Protokoll der Sitzung vom 17.02.2006

(Unruhe bei der Linkspartei.PDS)

Mit einer ausschließlichen Privilegierung gemeinnütziger Hilfsorganisationen würden wir Ansiedlungen, auch in diesem Geschäftsbereich, verhindern.

(Zustimmung bei der FDP)

Im Übrigen hat der Minister bereits darauf verwiesen, dass das entscheidende Kriterium die Leistungsfähigkeit ist. Das bedeutet dann eben auch, dass die gewerblichen Leistungserbringer, wenn es um die Versorgungsplanung für einen Massenanfall an Verletzten geht, nicht ausgeschlossen werden dürfen.

Meine Damen und Herren! Mit der Einbeziehung der Kassenärztlichen Vereinigung in die Organisation des Rettungsdienstes beschreiten wir einen neuen Weg. Wir waren uns alle darin einig, dass die integrierte Leitstelle auch den kassenärztlichen Notdienst vermitteln sollte, damit jeder Patient die geeignete Hilfe bekommt und Fehlallokationen vermieden werden.

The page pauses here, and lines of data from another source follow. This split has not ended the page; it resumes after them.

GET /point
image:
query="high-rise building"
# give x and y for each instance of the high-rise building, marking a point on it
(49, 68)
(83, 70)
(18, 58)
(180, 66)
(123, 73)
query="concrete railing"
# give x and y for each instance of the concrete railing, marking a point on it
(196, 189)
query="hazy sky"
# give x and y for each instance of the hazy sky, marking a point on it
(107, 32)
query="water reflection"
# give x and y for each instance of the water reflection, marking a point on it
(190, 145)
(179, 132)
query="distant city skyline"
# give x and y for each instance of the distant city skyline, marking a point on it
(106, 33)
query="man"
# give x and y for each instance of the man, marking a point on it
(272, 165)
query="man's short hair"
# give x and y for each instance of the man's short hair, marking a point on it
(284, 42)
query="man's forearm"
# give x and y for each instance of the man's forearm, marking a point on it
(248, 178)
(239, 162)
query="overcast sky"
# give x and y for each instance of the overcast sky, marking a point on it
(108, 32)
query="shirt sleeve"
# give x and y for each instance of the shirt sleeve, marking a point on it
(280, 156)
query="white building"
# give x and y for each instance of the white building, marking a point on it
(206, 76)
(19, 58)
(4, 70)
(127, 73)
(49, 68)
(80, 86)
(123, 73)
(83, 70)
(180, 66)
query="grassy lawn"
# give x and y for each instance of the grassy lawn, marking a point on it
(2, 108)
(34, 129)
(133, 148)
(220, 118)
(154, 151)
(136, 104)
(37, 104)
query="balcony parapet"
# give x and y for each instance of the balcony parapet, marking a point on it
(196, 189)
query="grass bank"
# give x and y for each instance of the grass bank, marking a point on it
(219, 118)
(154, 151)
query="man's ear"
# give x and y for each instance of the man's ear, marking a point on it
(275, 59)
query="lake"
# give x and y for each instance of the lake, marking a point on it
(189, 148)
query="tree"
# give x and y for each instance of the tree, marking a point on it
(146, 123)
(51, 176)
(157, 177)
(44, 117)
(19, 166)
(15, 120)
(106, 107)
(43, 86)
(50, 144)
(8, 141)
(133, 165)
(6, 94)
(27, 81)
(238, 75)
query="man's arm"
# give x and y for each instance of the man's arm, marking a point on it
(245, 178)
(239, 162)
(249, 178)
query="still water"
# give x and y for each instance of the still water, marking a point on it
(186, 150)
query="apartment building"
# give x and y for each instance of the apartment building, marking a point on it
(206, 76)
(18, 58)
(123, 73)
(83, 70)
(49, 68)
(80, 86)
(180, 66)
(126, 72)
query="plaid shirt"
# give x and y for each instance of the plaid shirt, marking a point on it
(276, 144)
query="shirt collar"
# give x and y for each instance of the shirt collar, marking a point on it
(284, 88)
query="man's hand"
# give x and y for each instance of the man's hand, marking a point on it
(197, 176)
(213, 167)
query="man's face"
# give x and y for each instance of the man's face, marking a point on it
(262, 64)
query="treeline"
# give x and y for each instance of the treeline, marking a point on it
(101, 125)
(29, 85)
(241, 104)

Konsequent wird diese Forderung, die im Übrigen auch vom Sachverständigenrat erhoben wurde, aber erst dann umgesetzt, wenn wir wie mit unserem Vorschlag die Ärzteschaft an dieser Stelle mehr in die Verantwortung nehmen. Die ärztliche Selbstverwaltung, die Ärztekammer und die Kassenärztliche Vereinigung, hat es nun in der Hand, den eröffneten Gestaltungsrahmen verantwortlich auszufüllen.

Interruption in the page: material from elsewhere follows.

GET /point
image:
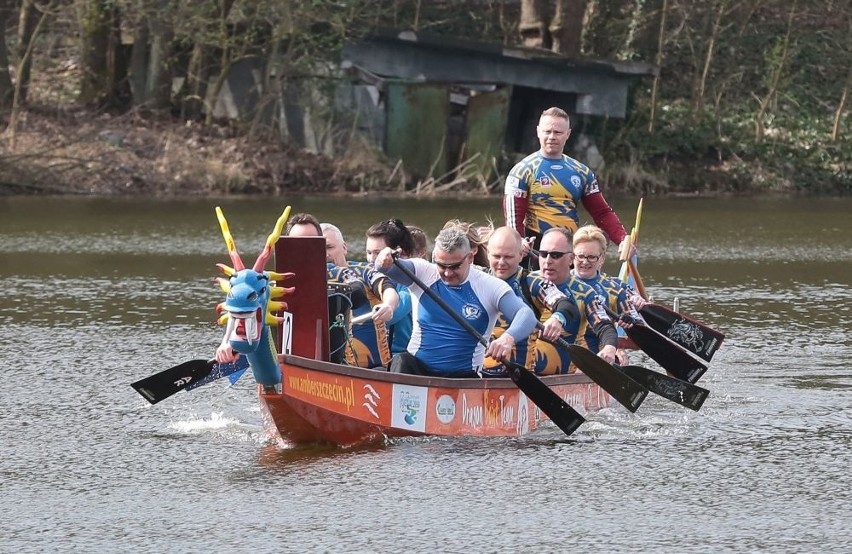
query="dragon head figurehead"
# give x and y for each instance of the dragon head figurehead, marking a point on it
(251, 299)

Meine Damen und Herren! Ich habe noch nichts zum Verhandlungsverfahren mit der Schiedsstelle gesagt. Ich halte diese Form der Finanzierung der Leistungen für alle beteiligten Leistungserbringer, Landkreise und Krankenkassen für ausgewogen. Die Krankenkassen erhalten eine größere Mitverantwortung und die Leistungserbringer können notfalls vor der Schiedsstelle eine auskömmliche Finanzierung erstreiten. Dabei geht es eben nicht um die billigste, sondern um die beste Leistung.

(Zustimmung von Minister Herrn Kley und von Herrn Kosmehl, FDP)

Meine Damen und Herren! Ich will zum Schluss kommen. Wir alle wissen, dass der Weg, den das Rettungsdienstgesetz in dieser Legislaturperiode - -

(Unruhe)

Könnten Sie bitte den Lärmpegel senken? Herr Scholze versucht schon die ganze Zeit, wacker dagegen anzukämpfen.

Herzlichen Dank. - Meine Damen und Herren! Wir alle wissen, dass der Weg, den das Rettungsdienstgesetz in

dieser Legislaturperiode zurückgelegt hat, lang und mühsam war.

(Frau Bull, Linkspartei.PDS: Ach!)

Niemand in unserer Koalition hat es sich hierbei einfach gemacht.

(Herr Gallert, Linkspartei.PDS: Nein!)

Ich möchte alle Akteure im Rettungsdienst, die bewährten Hilfsorganisationen, die gewerblichen Rettungsdienstunternehmen, die Ärzte, die Landkreise und die Krankenkassen bitten, nein auffordern, dieses Gesetz anzunehmen und verantwortungsvoll umzusetzen. Wir werden von dem Willen getragen, die Versorgungsqualität und die Wirtschaftlichkeit zu verbessern. Das sind zwei Seiten derselben Medaille, die einander nicht ausschließen. - Ich danke Ihnen.

(Zustimmung bei der FDP, bei der CDU und von der Regierungsbank)

Frau Bull, Sie haben jetzt die Möglichkeit, Ihre Nachfrage zu stellen.

Herr Kollege, ich würde gern auf Ihre Formulierung in Bezug auf die so genannten abstrusen Großkreise abheben.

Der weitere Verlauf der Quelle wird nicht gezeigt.